You're somewhat misusing the term "pass by value" and "pass by reference" here. What you really are discussing is const
. In C++, you can refer to a const
instance of a mutable class. There is no similar concept for ObjC objects (or in Ruby I believe, though I am much less familiar with Ruby than ObjC). ObjC does, via C, have the concept of const
pointers, but these are a much weaker promise.
The best solution to this in ObjC is to prefer value (immutable) classes whenever possible. See Imutability in Objective-c for more discussion on that.
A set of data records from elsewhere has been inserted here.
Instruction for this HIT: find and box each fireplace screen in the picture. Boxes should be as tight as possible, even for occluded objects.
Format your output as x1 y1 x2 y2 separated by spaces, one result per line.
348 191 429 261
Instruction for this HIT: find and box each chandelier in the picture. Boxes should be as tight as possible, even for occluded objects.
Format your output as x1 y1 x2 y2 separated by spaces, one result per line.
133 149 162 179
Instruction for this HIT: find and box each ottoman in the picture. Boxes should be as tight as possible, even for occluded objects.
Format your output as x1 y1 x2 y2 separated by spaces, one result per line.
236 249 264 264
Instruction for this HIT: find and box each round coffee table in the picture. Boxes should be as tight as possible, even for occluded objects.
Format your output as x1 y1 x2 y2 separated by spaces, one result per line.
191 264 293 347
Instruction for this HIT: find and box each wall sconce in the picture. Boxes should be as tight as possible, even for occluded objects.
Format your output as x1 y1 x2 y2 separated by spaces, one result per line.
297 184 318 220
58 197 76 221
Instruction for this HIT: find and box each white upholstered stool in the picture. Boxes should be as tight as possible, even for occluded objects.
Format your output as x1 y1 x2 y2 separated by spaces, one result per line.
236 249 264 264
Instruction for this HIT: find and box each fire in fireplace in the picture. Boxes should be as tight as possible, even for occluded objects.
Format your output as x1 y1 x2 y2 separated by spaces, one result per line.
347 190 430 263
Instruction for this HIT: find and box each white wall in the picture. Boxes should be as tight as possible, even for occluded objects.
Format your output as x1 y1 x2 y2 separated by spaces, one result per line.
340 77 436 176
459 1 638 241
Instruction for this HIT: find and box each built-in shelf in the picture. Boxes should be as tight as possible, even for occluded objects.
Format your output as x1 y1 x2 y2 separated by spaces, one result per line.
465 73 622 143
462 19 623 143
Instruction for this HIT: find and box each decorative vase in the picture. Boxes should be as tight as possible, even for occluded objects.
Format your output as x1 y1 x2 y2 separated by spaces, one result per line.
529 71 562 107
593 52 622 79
The next-best solution is to, as a matter of design, avoid this situation. Avoid side effects in your methods that are not obvious from the name. By avoiding this as a matter of design, callers should not need to worry about it. Remember, the caller and the called are on the same team. Neither should be trying to protected itself from the other. Good naming and good API design help the developer avoid error without compiler enforcement. ObjC has little compiler enforcement, so good naming and good API design are absolutely critical. I would say the same for Ruby, despite my limited experience there, in that it is also a highly dynamic language.
Finally, if you are dealing with a poorly behaved API that does modify your object when it shouldn't, you can resort to passing it a copy
.
But if you're designing this from scratch, think hard about using an immutable class whenever possible.